I got off the airplane 'long about 7:30 in L.A.
What a drag to realize that
everything's so different
and so the same
All my California friends are
searchin' for their minds
And it's been right there in their heads all the time
L.A. blues, L.A. blues
You want me to be like you, well,
there ain't no way
"I had been in the Army, and when I got out I went to Nashville, in 1964. Then in the late 1960s I got to L.A. but I was still wearing my Army-issue britches -- they were good khakis, you know -- and I still had my Army haircut to match them. Well, believe me, in L.A. back then that made me the weird one."

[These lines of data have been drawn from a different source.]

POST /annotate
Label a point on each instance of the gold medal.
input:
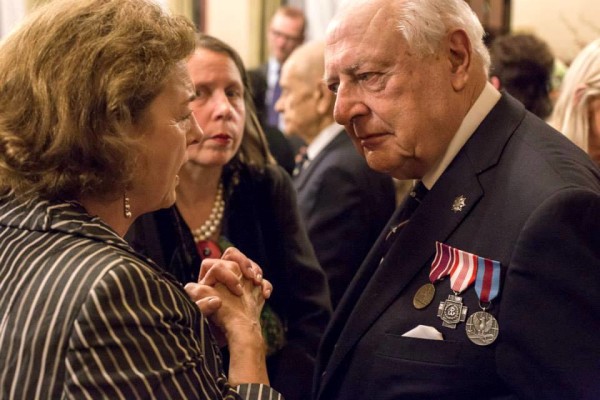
(424, 296)
(482, 328)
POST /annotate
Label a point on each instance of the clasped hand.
(231, 293)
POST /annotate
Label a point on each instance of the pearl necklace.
(210, 226)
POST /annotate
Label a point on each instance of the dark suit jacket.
(261, 219)
(345, 205)
(533, 204)
(258, 83)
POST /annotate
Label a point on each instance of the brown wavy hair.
(72, 79)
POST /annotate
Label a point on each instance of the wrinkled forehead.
(358, 33)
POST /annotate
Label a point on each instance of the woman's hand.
(229, 271)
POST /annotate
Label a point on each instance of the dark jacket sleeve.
(552, 350)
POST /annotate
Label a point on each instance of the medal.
(462, 275)
(424, 296)
(482, 328)
(440, 267)
(452, 311)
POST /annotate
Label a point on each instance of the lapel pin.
(459, 203)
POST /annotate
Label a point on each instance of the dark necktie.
(410, 204)
(301, 161)
(273, 116)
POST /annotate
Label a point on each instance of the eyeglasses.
(285, 36)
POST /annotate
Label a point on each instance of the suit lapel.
(304, 176)
(376, 286)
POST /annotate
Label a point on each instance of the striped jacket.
(82, 315)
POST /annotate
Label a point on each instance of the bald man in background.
(344, 203)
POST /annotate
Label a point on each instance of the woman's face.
(167, 128)
(594, 139)
(219, 107)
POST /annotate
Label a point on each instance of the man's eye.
(185, 117)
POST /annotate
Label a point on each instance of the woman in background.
(577, 110)
(231, 192)
(95, 120)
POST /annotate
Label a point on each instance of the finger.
(267, 288)
(225, 272)
(249, 269)
(197, 291)
(205, 266)
(209, 305)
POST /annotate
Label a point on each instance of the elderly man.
(490, 289)
(285, 33)
(344, 203)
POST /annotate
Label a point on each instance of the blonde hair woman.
(577, 110)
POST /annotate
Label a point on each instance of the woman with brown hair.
(232, 193)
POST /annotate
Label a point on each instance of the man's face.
(298, 102)
(398, 108)
(285, 34)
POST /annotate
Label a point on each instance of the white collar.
(481, 108)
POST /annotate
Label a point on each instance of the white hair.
(424, 24)
(580, 85)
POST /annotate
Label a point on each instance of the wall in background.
(567, 26)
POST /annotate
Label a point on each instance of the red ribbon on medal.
(464, 270)
(442, 263)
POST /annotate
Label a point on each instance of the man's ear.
(495, 81)
(325, 99)
(460, 51)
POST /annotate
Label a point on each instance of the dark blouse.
(261, 219)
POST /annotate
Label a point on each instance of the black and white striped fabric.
(84, 316)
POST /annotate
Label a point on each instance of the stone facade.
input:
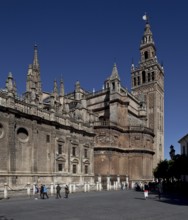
(78, 137)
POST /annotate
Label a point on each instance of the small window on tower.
(146, 55)
(85, 153)
(74, 169)
(86, 169)
(113, 86)
(138, 80)
(153, 76)
(60, 167)
(148, 77)
(143, 77)
(134, 81)
(48, 138)
(59, 149)
(73, 151)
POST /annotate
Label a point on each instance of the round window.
(22, 134)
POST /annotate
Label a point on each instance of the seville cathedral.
(50, 137)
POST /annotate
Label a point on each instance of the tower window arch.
(153, 76)
(113, 85)
(146, 55)
(143, 76)
(135, 81)
(149, 78)
(138, 80)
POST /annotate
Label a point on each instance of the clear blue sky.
(79, 39)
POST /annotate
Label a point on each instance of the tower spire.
(35, 59)
(114, 74)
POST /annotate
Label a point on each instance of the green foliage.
(172, 169)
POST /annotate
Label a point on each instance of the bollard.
(28, 189)
(34, 188)
(51, 189)
(70, 188)
(108, 183)
(114, 185)
(97, 186)
(5, 191)
(85, 187)
(100, 186)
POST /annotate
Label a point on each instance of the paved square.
(111, 205)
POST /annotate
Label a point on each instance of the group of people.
(158, 189)
(44, 192)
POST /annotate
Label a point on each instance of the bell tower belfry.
(148, 80)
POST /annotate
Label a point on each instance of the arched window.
(135, 81)
(148, 77)
(138, 80)
(113, 86)
(146, 55)
(143, 76)
(153, 76)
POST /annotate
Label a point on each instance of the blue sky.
(80, 39)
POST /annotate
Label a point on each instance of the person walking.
(66, 191)
(41, 191)
(159, 189)
(36, 191)
(45, 192)
(58, 189)
(146, 190)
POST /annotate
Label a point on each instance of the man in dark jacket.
(66, 191)
(58, 189)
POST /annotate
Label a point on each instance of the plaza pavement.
(105, 205)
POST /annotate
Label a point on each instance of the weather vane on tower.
(145, 18)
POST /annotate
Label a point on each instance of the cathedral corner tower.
(148, 80)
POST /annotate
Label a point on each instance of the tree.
(161, 171)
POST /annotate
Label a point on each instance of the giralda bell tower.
(148, 83)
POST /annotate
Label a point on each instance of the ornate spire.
(114, 74)
(35, 59)
(62, 92)
(148, 36)
(55, 91)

Politically, Hall felt comfortable (the 71-year-old Hall now describes himself as "sort of an old hippie"), but the swirl of the scene left him smirking. "I met that nice Linda Ronstadt and I felt bad," Hall said. "She could sure sing, but the poor girl couldn't afford shoes."
After a few hits, Hall hit the TV circuit. "I went on Merv Griffin's show, and Dinah Shore's show. I got what you call national exposure." In "L.A. Blues," he takes a few twangy potshots but he waves goodbye at the end with a half-smile: "Some day California I'll come roarin' back to you / If you don't fall in the ocean before I do."
The California adventure cost him though: When Hall tramped back to the heartland, he found he couldn't sneak into roadhouses anymore. "People would say, 'Hey, you're that guy that I saw on TV!' L.A. blew that whole thing."